For unaccompanied flute
Moho birds (known as Ō'ō in the Hawaiian language) were wiped off the face of the earth during the 20th century. Roughly between robins and crows in size, these animals had glossy black plumage with splashes of yellow feathering, long and thin beaks used to eat nectar, and an incredibly distinctive mating call. They also had a rough go during their last century on earth, succumbing to habitat loss, avian malaria outbreaks, over-hunting, competition from invasive species, and two hurricanes arriving within a ten-year period.
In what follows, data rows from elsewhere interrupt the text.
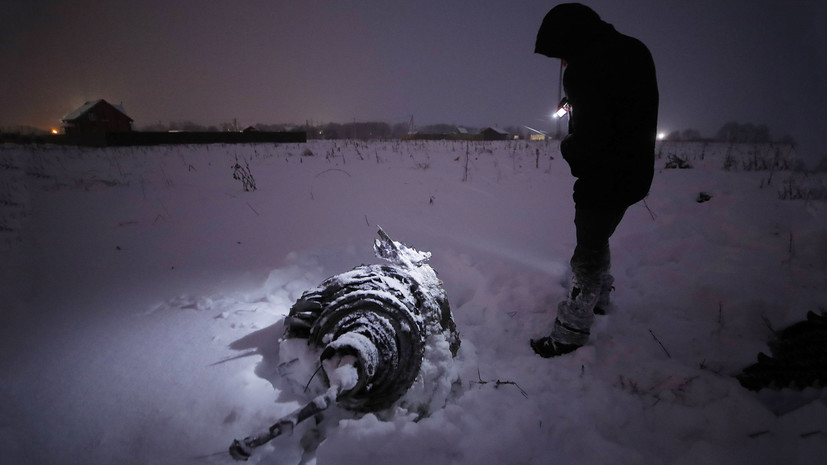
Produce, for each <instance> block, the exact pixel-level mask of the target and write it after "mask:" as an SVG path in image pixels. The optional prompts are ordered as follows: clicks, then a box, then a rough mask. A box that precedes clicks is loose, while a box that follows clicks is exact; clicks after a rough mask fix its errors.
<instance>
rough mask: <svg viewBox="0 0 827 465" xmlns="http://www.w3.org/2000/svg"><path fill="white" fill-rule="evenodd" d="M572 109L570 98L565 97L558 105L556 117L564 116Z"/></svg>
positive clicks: (555, 116) (556, 111) (555, 113)
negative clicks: (570, 103) (569, 100)
mask: <svg viewBox="0 0 827 465" xmlns="http://www.w3.org/2000/svg"><path fill="white" fill-rule="evenodd" d="M570 111H571V105H569V99H568V98H566V97H563V100H560V105H558V106H557V111H556V112H554V117H555V118H562V117H564V116H566V114H567V113H568V112H570Z"/></svg>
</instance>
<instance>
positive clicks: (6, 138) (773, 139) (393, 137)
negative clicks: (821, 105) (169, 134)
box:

The last of the Moho birds, the Kaua'i 'Ō'ō, is believed to have gone extinct in 1987, two years after the last sighting of the species, when the last ever audio recording of the bird’s distinct mating song was made by David Boynton. This last surviving specimen, a male, was driven by instinct to sing into the forests in an attempt to find a female who would never come, likely unaware of the extreme state of his isolation. When this individual died, he was the last surviving animal in the family Mohoidae, meaning there was no other creature on earth like him in his final days. His death marked the only complete extinction of an avian taxonomic family in modern times, which would be akin to the last of our species dying in a world where every other human and great ape was already wiped out.
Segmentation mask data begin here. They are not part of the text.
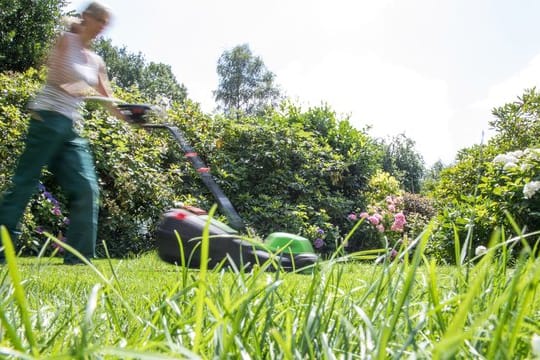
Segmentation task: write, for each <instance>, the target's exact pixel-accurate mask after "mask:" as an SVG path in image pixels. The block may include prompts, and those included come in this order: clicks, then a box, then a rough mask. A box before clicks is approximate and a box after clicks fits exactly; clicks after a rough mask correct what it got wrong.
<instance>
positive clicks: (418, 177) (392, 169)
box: [382, 134, 424, 193]
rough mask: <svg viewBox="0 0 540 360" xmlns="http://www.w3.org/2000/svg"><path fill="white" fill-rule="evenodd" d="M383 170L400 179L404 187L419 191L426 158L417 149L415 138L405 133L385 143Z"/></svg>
mask: <svg viewBox="0 0 540 360" xmlns="http://www.w3.org/2000/svg"><path fill="white" fill-rule="evenodd" d="M383 148H384V157H383V163H382V165H383V170H384V171H386V172H388V173H389V174H390V175H392V176H394V177H395V178H396V179H398V180H399V182H400V183H401V185H402V187H403V189H404V190H405V191H408V192H410V193H419V192H420V190H421V189H420V186H421V182H422V177H423V175H424V159H423V158H422V155H420V153H419V152H418V151H416V149H415V142H414V140H412V139H410V138H408V137H407V136H405V135H404V134H399V135H397V136H395V137H393V138H392V139H391V140H390V141H389V142H388V143H384V144H383Z"/></svg>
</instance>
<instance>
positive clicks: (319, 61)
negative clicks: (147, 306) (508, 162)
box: [66, 0, 540, 167]
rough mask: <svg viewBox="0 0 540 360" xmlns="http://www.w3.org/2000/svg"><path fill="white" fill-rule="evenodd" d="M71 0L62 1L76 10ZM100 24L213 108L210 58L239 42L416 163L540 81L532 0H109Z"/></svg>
mask: <svg viewBox="0 0 540 360" xmlns="http://www.w3.org/2000/svg"><path fill="white" fill-rule="evenodd" d="M87 3H88V1H81V0H75V1H73V2H71V3H69V4H68V5H67V7H66V10H70V9H74V10H78V11H81V10H83V9H84V7H85V5H86V4H87ZM105 3H106V4H107V5H108V6H109V7H110V8H111V9H112V11H113V14H114V18H113V21H112V22H111V24H110V26H109V27H108V29H107V30H106V31H105V33H104V34H103V35H104V36H105V37H107V38H110V39H111V40H112V42H113V44H114V45H115V46H120V47H124V46H125V47H126V49H127V50H128V51H129V52H131V53H139V52H140V53H142V54H143V55H144V57H145V59H146V60H147V61H153V62H158V63H164V64H167V65H170V66H171V68H172V70H173V73H174V74H175V76H176V78H177V80H178V82H180V83H182V84H184V85H185V86H186V88H187V90H188V96H189V98H190V99H192V100H193V101H195V102H198V103H200V105H201V108H202V110H203V111H205V112H208V113H212V112H213V111H215V108H216V103H215V101H214V98H213V91H214V90H215V89H216V88H217V85H218V76H217V73H216V66H217V61H218V59H219V57H220V55H221V54H223V52H224V51H227V50H230V49H232V48H233V47H235V46H237V45H242V44H248V45H249V47H250V49H251V51H252V53H253V55H255V56H259V57H260V58H261V59H262V60H263V62H264V64H265V65H266V67H267V69H268V70H270V71H271V72H273V73H274V74H275V76H276V83H277V84H278V85H279V87H280V89H281V90H282V92H283V93H284V94H285V95H286V96H287V97H289V98H290V99H292V100H293V101H294V102H295V103H296V104H298V105H300V106H302V108H303V109H307V108H309V107H310V106H319V105H321V104H328V105H329V106H330V107H331V108H332V109H333V110H334V111H336V113H338V114H339V116H340V117H341V118H346V117H348V118H349V121H350V122H351V124H353V125H354V126H355V127H357V128H358V129H365V128H366V127H369V130H368V133H369V134H370V135H371V136H373V137H377V138H383V139H391V138H392V137H393V136H396V135H398V134H405V136H407V137H408V138H410V139H412V140H414V141H415V143H416V150H417V151H418V152H419V153H420V154H421V155H422V156H423V158H424V161H425V163H426V166H428V167H429V166H431V165H432V164H433V163H435V162H436V161H439V160H440V161H442V162H443V163H445V164H450V163H452V162H453V161H454V160H455V156H456V154H457V152H458V151H459V150H460V149H463V148H465V147H469V146H472V145H475V144H481V143H485V142H486V141H487V140H488V139H489V137H490V136H492V135H493V131H492V130H491V129H490V128H489V121H490V120H492V119H493V115H492V114H491V112H492V109H493V108H495V107H500V106H503V105H504V104H506V103H509V102H513V101H517V100H518V97H519V96H521V95H522V94H523V93H524V91H525V89H530V88H532V87H535V86H537V85H538V83H539V82H540V26H538V15H539V14H540V1H538V0H228V1H224V0H192V1H187V0H152V1H148V0H146V1H143V0H108V1H106V2H105Z"/></svg>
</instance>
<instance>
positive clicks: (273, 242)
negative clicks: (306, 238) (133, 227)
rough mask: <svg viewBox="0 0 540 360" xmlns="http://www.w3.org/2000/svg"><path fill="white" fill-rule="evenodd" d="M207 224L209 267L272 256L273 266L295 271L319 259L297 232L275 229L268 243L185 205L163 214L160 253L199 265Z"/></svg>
mask: <svg viewBox="0 0 540 360" xmlns="http://www.w3.org/2000/svg"><path fill="white" fill-rule="evenodd" d="M206 227H208V228H207V231H208V241H209V251H208V260H207V266H208V267H209V268H215V267H217V266H224V267H230V266H234V267H236V268H238V269H250V268H252V267H253V266H254V265H263V264H265V263H267V262H268V261H269V260H270V264H271V265H270V266H269V267H268V268H269V269H270V270H278V269H281V270H285V271H293V270H300V269H303V268H306V267H308V266H310V265H313V264H314V263H315V262H317V260H318V256H317V255H316V254H315V253H314V252H313V251H312V249H311V244H310V243H309V241H308V240H307V239H305V238H302V237H300V236H298V235H293V234H287V233H275V234H270V235H269V236H268V237H267V239H269V241H268V244H266V240H265V242H262V243H257V242H254V241H249V240H246V239H245V238H242V237H241V236H240V235H239V234H238V232H237V231H236V230H234V229H232V228H230V227H229V226H227V225H226V224H224V223H222V222H220V221H218V220H215V219H208V217H207V216H205V215H197V214H195V213H193V212H191V211H188V210H186V209H171V210H169V211H167V212H166V213H165V214H164V215H163V217H162V221H161V222H160V224H159V226H158V228H157V232H156V237H157V242H158V254H159V257H160V258H161V259H162V260H164V261H166V262H169V263H173V264H177V265H182V266H187V267H190V268H200V266H201V245H202V238H203V232H204V230H205V228H206ZM276 239H277V240H276ZM306 244H308V245H309V247H308V246H307V245H306Z"/></svg>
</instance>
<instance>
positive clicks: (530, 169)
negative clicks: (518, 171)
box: [519, 163, 532, 172]
mask: <svg viewBox="0 0 540 360" xmlns="http://www.w3.org/2000/svg"><path fill="white" fill-rule="evenodd" d="M519 169H520V170H521V172H526V171H528V170H531V169H532V165H531V164H529V163H523V164H521V166H520V167H519Z"/></svg>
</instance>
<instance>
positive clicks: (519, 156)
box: [482, 148, 540, 231]
mask: <svg viewBox="0 0 540 360" xmlns="http://www.w3.org/2000/svg"><path fill="white" fill-rule="evenodd" d="M492 164H493V169H492V173H493V174H490V175H491V176H488V177H486V178H485V179H483V181H482V182H483V184H482V185H483V187H482V189H484V190H485V191H490V193H491V195H492V196H491V197H492V198H493V199H494V200H495V201H497V206H496V209H497V211H496V213H499V214H500V212H501V211H502V210H506V211H508V212H509V213H510V214H511V215H512V216H514V217H515V219H516V220H517V221H518V224H519V225H521V226H525V227H526V230H528V231H534V230H538V229H539V228H540V226H539V224H540V191H539V190H540V148H530V149H525V150H523V151H521V150H519V151H512V152H509V153H505V154H501V155H497V156H496V157H495V158H494V159H493V161H492Z"/></svg>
This composition attempts to have the solo flute emulate the last day of this bird’s life. While birdsong has become a staple theme in flute music, using it to explore the concepts of isolation, environmentalism, instinct, and natural acoustic phenomena seems to be a new angle on the subject, and is currently without peer in the repertoire. Ō'ō was commissioned by Emily Zuber and eleven consortium members.